My colleague Dmitry Grenader recently wrote an article about AI and machine learning and our relationship with it. Specifically, he ended his post exhorting his readers to:
Work with the machine. Seriously, tell your colleagues to treat it as another form of intelligence, and augment it with human intelligence, common sense, and the knowledge or context of your specific business.
That’s exactly what we’ll expand upon in this post. How do we work with the machine? How do we artfully combine our own knowledge with that of the machine’s? Let’s be clear at the outset--we’re talking about analyzing written language using Luminoso Analytics. More specifically, we are talking about how to deal with a shifting scientific landscape when it comes to the the technology that is the backbone of Luminoso Science. The fact is that the science is getting better everyday, and periodically we update our software to reflect the newer and better science.
Our customers tend to use our software in three ways:
One-time, ad hoc analyses to explore what the unknown in their data.
Programmatic applications that make Luminoso part of a business process, such as classification of incoming calls to specific agents at a call center.
Systematic analyses that look at the same source of data (like surveys) over time, with special emphasis on differences between periods.
In the first two examples, science changes are only a positive change. In the first example, it’s a one time analysis to determine what even is in the data in the first place. In the second, the science changes that improve the ability to detect certain kinds of language better makes the business process better--higher accuracy in classification, better call routing, well, you know, all around goodness.
But what about those who want to track changes over time?
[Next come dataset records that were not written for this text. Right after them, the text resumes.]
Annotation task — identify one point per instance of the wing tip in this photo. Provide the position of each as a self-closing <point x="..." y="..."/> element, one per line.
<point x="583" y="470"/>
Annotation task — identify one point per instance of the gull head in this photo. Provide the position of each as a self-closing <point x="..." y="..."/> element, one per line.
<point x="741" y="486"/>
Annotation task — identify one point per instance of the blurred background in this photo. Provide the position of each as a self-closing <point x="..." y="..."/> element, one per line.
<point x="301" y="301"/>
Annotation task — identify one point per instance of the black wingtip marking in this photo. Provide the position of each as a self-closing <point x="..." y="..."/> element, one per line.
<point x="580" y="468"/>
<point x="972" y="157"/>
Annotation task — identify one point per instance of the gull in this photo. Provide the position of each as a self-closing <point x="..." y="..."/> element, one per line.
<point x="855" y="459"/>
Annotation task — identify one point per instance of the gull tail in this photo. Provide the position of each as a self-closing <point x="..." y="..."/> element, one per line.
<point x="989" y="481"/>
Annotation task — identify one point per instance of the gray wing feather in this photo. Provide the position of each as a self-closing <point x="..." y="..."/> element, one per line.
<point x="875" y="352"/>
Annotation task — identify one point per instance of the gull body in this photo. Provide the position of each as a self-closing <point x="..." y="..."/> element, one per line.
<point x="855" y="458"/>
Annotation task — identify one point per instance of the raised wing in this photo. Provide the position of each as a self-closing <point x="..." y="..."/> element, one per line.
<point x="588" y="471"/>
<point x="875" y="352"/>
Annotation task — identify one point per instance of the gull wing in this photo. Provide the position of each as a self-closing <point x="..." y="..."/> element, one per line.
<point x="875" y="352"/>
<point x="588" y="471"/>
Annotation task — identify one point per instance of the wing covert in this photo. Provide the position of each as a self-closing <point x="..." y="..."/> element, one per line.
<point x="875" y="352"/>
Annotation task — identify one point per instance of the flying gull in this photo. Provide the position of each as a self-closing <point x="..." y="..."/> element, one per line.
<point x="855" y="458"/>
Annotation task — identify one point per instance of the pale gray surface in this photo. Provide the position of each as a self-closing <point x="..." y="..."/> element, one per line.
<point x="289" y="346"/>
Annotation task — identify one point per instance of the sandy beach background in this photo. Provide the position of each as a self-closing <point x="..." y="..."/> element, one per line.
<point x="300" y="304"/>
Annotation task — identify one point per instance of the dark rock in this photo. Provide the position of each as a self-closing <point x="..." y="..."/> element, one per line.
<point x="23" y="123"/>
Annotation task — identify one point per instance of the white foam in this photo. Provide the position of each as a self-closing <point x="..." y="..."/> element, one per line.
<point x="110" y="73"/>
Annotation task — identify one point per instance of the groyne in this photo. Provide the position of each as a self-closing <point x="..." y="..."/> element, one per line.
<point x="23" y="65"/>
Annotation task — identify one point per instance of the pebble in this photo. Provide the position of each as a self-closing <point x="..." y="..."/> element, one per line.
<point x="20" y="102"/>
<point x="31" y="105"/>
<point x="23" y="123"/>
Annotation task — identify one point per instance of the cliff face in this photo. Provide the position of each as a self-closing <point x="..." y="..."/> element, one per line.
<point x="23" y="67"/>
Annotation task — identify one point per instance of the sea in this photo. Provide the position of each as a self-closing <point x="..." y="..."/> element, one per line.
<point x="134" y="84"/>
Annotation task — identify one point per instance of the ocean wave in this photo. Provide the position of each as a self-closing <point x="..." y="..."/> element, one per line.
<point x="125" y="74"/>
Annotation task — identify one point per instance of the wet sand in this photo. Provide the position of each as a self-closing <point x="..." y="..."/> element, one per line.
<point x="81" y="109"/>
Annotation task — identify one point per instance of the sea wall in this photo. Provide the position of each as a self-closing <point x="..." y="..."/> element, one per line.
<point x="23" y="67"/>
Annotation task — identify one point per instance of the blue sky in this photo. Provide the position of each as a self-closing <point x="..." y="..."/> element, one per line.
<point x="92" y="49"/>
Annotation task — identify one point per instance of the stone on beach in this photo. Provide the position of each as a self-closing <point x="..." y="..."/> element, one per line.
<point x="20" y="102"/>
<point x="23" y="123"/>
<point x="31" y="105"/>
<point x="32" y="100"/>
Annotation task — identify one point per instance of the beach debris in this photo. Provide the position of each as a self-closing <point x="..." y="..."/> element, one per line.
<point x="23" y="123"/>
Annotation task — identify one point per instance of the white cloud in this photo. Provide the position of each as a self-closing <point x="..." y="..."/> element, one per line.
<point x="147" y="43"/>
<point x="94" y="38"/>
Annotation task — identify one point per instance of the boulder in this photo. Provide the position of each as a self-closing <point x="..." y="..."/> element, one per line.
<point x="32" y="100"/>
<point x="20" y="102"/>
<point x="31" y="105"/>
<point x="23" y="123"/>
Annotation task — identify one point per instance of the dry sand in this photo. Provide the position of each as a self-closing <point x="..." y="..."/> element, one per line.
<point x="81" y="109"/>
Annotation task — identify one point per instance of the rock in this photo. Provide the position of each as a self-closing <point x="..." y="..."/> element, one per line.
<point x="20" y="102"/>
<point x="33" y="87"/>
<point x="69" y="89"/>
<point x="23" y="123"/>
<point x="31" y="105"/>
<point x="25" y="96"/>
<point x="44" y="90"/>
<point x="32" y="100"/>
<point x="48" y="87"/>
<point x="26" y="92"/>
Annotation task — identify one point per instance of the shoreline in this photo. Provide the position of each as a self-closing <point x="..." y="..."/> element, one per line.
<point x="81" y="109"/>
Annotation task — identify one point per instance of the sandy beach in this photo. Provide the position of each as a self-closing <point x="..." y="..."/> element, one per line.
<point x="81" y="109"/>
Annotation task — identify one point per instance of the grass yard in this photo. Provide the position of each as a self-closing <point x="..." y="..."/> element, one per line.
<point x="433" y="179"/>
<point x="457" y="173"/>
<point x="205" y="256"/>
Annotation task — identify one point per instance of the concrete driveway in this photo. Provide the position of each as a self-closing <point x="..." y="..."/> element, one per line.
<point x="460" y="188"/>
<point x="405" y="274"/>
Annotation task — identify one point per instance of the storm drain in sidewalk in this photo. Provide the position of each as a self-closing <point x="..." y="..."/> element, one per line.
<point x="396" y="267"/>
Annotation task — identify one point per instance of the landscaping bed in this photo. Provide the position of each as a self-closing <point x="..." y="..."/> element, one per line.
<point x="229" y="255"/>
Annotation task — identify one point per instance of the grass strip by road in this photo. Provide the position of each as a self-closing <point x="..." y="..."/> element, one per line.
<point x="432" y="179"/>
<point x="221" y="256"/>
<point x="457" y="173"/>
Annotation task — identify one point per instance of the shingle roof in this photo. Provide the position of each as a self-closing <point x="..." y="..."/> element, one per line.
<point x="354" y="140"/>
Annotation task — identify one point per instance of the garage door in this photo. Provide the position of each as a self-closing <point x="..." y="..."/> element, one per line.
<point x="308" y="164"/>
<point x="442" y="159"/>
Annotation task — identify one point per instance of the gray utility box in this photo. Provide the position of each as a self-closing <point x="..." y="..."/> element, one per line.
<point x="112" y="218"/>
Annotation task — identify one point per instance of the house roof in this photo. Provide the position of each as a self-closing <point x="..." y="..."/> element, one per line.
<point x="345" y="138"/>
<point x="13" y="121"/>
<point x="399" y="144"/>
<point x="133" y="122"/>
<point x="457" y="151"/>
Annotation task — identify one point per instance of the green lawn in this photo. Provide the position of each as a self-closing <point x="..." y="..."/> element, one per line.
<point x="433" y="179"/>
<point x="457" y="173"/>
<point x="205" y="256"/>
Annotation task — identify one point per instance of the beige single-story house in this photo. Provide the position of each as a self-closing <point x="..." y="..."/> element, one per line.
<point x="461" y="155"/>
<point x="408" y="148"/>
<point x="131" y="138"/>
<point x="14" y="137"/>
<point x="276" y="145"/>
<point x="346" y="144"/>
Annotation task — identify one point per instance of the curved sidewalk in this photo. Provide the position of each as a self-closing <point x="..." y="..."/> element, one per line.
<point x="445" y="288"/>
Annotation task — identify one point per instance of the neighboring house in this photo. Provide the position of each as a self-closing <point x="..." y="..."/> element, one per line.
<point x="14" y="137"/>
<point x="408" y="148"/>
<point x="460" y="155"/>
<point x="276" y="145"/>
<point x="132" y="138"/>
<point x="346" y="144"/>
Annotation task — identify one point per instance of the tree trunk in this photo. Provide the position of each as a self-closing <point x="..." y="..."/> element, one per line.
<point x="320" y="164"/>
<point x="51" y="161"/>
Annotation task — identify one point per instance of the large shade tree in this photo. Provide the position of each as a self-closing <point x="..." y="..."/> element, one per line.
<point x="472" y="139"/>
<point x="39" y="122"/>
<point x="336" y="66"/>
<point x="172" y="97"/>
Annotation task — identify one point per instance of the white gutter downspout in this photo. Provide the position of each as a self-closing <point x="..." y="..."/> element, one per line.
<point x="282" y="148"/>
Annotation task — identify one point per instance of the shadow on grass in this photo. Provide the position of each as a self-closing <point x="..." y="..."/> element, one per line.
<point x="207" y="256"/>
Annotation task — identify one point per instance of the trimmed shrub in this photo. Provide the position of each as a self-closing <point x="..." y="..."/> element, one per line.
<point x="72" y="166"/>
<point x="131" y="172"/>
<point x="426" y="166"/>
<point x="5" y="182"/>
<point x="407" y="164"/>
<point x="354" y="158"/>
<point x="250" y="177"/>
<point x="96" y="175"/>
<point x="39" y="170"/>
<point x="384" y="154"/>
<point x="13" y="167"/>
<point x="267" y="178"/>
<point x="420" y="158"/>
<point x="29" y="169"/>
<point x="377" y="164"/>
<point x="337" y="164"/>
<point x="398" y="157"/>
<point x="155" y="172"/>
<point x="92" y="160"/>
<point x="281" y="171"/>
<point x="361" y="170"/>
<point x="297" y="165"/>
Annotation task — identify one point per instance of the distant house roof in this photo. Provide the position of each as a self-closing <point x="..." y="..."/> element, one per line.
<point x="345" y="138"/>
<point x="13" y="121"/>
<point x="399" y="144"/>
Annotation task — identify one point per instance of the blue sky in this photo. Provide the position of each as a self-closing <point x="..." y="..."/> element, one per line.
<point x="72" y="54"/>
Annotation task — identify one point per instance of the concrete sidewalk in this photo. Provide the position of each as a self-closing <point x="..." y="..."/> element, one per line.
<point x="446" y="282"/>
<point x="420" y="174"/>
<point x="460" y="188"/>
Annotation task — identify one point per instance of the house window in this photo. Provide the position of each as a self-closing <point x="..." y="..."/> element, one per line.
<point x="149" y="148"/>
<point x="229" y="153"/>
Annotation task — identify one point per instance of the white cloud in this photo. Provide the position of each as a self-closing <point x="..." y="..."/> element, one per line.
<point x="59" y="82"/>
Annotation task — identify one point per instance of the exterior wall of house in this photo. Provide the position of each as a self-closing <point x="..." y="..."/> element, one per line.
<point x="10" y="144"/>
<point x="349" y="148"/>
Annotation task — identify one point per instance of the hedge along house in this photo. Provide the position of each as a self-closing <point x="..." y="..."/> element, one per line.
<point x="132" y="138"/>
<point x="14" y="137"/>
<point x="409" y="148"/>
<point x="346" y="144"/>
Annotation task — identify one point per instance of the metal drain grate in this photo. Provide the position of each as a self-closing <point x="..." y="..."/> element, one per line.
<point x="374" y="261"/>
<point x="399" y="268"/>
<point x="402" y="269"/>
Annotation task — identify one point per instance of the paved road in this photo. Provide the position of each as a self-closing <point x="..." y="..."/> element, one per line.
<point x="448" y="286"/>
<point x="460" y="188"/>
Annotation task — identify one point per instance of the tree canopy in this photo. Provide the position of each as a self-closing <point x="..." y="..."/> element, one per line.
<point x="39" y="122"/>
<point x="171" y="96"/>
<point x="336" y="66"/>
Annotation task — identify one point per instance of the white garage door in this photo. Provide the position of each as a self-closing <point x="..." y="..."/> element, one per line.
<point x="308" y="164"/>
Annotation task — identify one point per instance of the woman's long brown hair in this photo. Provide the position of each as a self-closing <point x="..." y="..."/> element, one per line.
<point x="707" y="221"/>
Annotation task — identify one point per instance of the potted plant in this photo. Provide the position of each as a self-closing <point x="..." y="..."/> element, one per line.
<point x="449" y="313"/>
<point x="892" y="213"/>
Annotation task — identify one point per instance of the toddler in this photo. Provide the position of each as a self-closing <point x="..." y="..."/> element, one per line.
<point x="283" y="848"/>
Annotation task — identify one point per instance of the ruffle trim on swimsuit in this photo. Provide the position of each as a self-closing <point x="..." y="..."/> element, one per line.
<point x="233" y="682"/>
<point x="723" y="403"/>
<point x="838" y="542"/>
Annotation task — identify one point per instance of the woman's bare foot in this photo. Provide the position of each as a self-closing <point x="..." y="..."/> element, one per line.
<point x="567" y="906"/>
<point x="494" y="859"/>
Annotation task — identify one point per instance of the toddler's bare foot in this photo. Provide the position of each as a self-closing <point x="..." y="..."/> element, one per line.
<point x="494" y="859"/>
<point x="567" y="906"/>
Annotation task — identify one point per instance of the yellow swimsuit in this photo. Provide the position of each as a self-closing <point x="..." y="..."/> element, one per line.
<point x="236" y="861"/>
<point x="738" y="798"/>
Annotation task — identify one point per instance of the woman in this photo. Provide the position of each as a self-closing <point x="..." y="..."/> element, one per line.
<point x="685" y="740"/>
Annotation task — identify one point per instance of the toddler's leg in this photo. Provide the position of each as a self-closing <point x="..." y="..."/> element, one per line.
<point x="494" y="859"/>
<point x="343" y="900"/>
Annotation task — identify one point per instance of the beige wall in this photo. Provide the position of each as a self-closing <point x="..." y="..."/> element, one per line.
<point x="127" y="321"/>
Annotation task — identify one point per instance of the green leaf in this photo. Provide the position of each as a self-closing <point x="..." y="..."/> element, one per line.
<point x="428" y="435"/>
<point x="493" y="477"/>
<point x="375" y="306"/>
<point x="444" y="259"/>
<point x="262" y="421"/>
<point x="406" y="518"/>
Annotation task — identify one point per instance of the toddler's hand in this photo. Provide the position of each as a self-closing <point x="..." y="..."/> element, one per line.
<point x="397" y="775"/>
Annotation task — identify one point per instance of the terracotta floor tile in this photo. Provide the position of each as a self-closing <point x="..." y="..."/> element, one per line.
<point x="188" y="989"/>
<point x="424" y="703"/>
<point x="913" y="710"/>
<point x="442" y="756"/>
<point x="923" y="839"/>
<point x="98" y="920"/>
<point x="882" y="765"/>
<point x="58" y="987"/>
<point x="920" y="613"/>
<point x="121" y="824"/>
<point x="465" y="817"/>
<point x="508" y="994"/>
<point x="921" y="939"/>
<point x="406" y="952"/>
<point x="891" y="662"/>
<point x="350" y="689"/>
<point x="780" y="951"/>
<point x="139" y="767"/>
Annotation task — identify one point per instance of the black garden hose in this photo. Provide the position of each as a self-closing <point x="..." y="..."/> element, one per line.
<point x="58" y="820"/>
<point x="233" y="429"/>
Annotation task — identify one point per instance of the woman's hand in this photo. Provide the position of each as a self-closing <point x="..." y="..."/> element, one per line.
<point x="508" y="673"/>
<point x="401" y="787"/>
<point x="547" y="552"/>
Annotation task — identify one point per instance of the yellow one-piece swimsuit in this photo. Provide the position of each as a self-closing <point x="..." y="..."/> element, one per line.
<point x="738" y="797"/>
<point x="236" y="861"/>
Those who want precision and accuracy in measuring differences between periods in their data--examples include tracking sentiment over time and/or mentions of a particular topic. Well, this is where relying on a holistic approach to analysis will be your friend.
Most likely, you have lots of quantitative information available: Number of survey respondents, number of support tickets, how much money people have spent on product x or product y. This is the stuff that is benchmarkable, that is actually measurable over time because in these instances, you are counting distinct things: responses, products, dollars.
Now let’s take a look what language can do for us--it offers context to these metrics, and gives direction as to where in your quantitative data you should concentrate your analysis. When Luminoso makes a major science change, we will let our customers know; and the best practice is to recalculate your projects such that they reflect the most up to date technology.
Will this change the results of your analysis? Well, it depends. If you are ranking the most prevalent concepts or topics, the order of topics might change, but the same concepts will most likely remain in the top 10. If your data is overwhelmingly negative in sentiment, our science changes will not make that data overwhelmingly positive. Conceptual match counts for topics (i.e., how many comments, reviews, or pieces of data are about a particular topic - even if they don’t use the specific words you’re searching for) may change. The exact matches for a topic (i.e. the number of comments or reviews that contain a specific word or phrase) will not.
So what does this mean for you? It means that you shouldn’t treat language analysis the same as you would when you are counting widgets, or analyzing quantitative data. Major science changes are rare enough that when they do happen, we share that openly with our customers. When you run new data, check to see if anything changed-- is there something surprising that has cropped up? Compare the results you see to your quantitative data--has negative sentiment jumped up? Has that had an affect on sales?
As I mentioned, severe changes in results are reflective of changes in data rather than science. But when our science changes, we will let you know what changed and how it could impact your analysis. And remember, always depend on your core quantitative measures because it is most powerful when you can blend it with language analysis.
Finally, a note about why we bother with science changes. Our product manager for Luminoso Analytics, Alice Kaanta, is also has a PhD in Biology (and wrote a fantastic post a couple of months ago about how changing science impacts business - you can read it here). I asked her what her opinion was on how scientists dealt with changes in theory that governed their discipline. Her answer?
“The truthful answer is 'poorly.' Scientists buy into a methodology for proving a thing, and then if any institutional inertia develops around it, it can be ages before they change their minds or their methods...BUT, the scientists who get on board first are always the winners.”
Luminoso goes beyond just counting words. We push the boundaries of NLP, and we are proud of that. That means science will change how our software works from time to time, but it makes our software better, which makes things better for you, our customers.